Welcome to JAR Hell

Part 1: A neophyte's guide to compilation, classpaths, and library management on the JVM

04 Apr 2021

The JVM is a big tent. Maybe you’re a seasoned veteran who’s lived through everything from Applets to J2EE. Or maybe you’re a weirdo who came in through Clojure, only to find that love for parentheses and immutable data structures was a slippery slope into Classpath troubleshooting (🙋).

This article is targeted at the latter group, and aims to provide a crash course in JVM app packaging for newcomers to the platform. We’ll cover compilation basics, the Classpath, JARs, pom.xml, and the Maven dependency model. This is less about accomplishing specific build tasks and more about developing a mental model for how code gets packaged and distributed on the JVM.

This is Part 1 in a series, so stay tuned for Part 2, which will cover deployment strategies for JVM applications, and Part 3, which will look at the many ways your Classpath can get screwy in larger projects.

Java and the JVM Class Model

As you may recall from “Java 101”, Java code runs on the Java Virtual Machine.

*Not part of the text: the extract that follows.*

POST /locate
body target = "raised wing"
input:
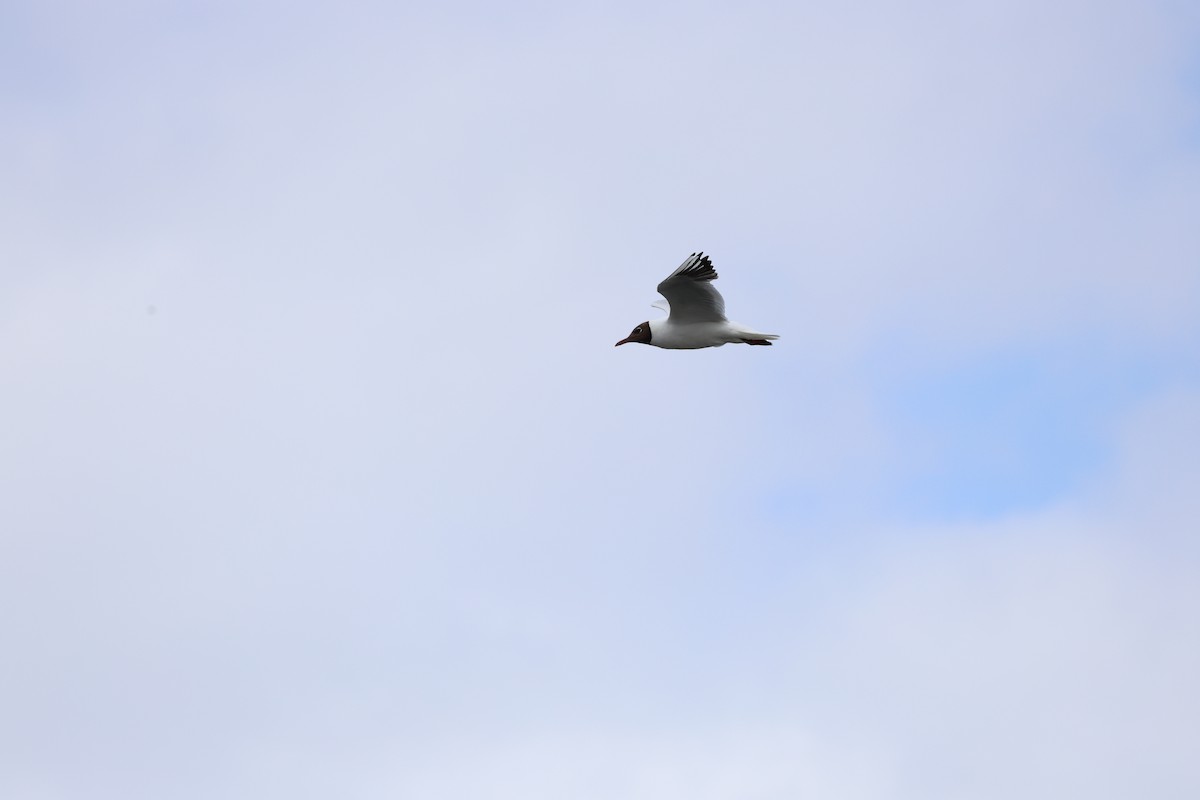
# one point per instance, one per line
(691, 294)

These days, the JVM has evolved into a powerful polyglot runtime that hosts a variety of non-Java languages. But it was originally created expressly for the purpose of running Java, and the 2 share a lot of common design choices.

On the JVM, as in Java, everything is a class, and the fundamental unit of code for the JVM is a .class file. The JVM can’t run .java (or any other language) source files directly – they must first be turned into .class files by a compiler.

A Classfile contains a binary representation of a class, following a structure defined by the JVM Spec. It includes slots for Class-y things like constructors, constants, fields, and methods. Most importantly, it contains our actual code, represented as JVM Bytecode, which describes our program using the JVM’s internal instruction set, analogous to the machine-level instruction set hardwired into your x86 or ARM CPU. The definition of a “Class” can get surprisingly elastic on the JVM, but all code we run ultimately gets funneled through this format.

Java Class? Turned into a .class. Scala Anonymous Function? Given a funny name and turned into a .class. Clojure REPL expressions? Processed by the Clojure compiler and turned into a .class, albeit at runtime, and probably without even writing it to disk.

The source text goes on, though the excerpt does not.